A software package common to all our endpoints has a third-party plugin that only half of our users utilize. The package incorporates some templates that—in our situation—were created in a different version of the package on quite a different platform. The package and plugin relationship is complicated: only a particular version of the plugin will work with any given version of the package.

Of the users that utilize the plugin, only a few are in the same workgroup with another user. And, of course, there’s not a user group or a communication mechanism. The only common point of contact is the workgroup that takes the output from this package and does some massaging, formatting and editing before sending back to the users.

The IT workers on my team started with each user of the software package and plugin—and blaming the templates. Or the packages. Or the plugins. (Or the users!) Very soon we had a mashup of instructions with every known mixture of package/plugin/installation possible. I was hearing things like “UserA says that it’s the templates” and “UserB says when they reboot it works” and “UserC deleted their cache, reinstalled the plugin and now it works”.

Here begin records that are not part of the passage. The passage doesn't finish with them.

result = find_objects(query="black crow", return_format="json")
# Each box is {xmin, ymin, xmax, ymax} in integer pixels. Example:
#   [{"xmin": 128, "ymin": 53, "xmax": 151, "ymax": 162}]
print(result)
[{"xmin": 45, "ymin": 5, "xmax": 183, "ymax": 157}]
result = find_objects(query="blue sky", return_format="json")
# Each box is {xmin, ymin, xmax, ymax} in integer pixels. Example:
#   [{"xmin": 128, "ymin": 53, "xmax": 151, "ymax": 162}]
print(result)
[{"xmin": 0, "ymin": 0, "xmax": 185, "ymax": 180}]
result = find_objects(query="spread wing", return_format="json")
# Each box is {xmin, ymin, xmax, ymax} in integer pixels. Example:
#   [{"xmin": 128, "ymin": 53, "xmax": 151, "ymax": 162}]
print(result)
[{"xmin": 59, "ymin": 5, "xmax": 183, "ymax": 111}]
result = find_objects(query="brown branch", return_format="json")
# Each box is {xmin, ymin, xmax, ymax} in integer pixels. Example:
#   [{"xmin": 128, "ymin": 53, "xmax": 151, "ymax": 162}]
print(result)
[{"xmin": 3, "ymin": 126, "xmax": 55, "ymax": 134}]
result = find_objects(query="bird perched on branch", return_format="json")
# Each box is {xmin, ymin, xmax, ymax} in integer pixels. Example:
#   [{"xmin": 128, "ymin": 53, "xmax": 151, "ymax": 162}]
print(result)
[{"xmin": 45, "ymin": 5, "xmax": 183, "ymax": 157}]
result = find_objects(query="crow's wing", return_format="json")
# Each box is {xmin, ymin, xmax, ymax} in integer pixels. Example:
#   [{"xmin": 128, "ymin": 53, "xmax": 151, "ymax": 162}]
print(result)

Whatever. Sure, keep developing individual solutions for each of your installations. How’s that working for you?

We solved that situation this past spring the same way we solved it this time. Once I observed the tail-chasing, I got the team’s attention by strategically (and briefly) losing my cool, swearing once (or twice)1 and calling a meeting. It was time to stop doing what wasn’t working and focus on the problem.2

Problem 1: What’s actually broken?
Problem 2: Who is experiencing the problem?
Problem 3: Why is it broken?
Problem 4: When does it show itself?
Problem 5: Who knows the above What, Who, Why and When?

I find that getting all the stake-holders3 into a room and hashing out these questions generally presents a solution.4

But it was the two Boy Scouts at the table last night that really put their fingers on the problem-solving metaphor that every Tenderfoot5 should know: Whenever you become lost, you should STOP:

Stay put (Quit chasing your tail.)
Think (Consider what resources you have available to survive/solve the situation.)
Observe (Take notes of the situation—from all available resources.)
Plan (Determine what you can and should do…)

How you implement this metaphor might be different for each situation, but the steps generally remain the same. There might be some variation in the order of Think and Observe, but always begin with Stay put and end with Plan. And after that, it goes without saying that there should be a healthy dose of Do.

Just don’t start tail-chasing again.


How about you, reader? What’s been your experience with solving a wide problem with lots of variables and players?

  1. The most-relevant Apollo 13 movie quote is probably from Gene Kranz:
    Let’s work the problem people. Let’s not make things worse by guessing.

  2. In this sense, I mean the ones actually holding the stakes that define the edges and boundaries of the problem.
  3. I’ve written elsewhere about using a matrix to help hold all these pieces of data in a single place until the picture begins to resolve itself.
  4. Tenderfoot Rank requirement 5b: Describe what to do if you become lost on a hike or campout.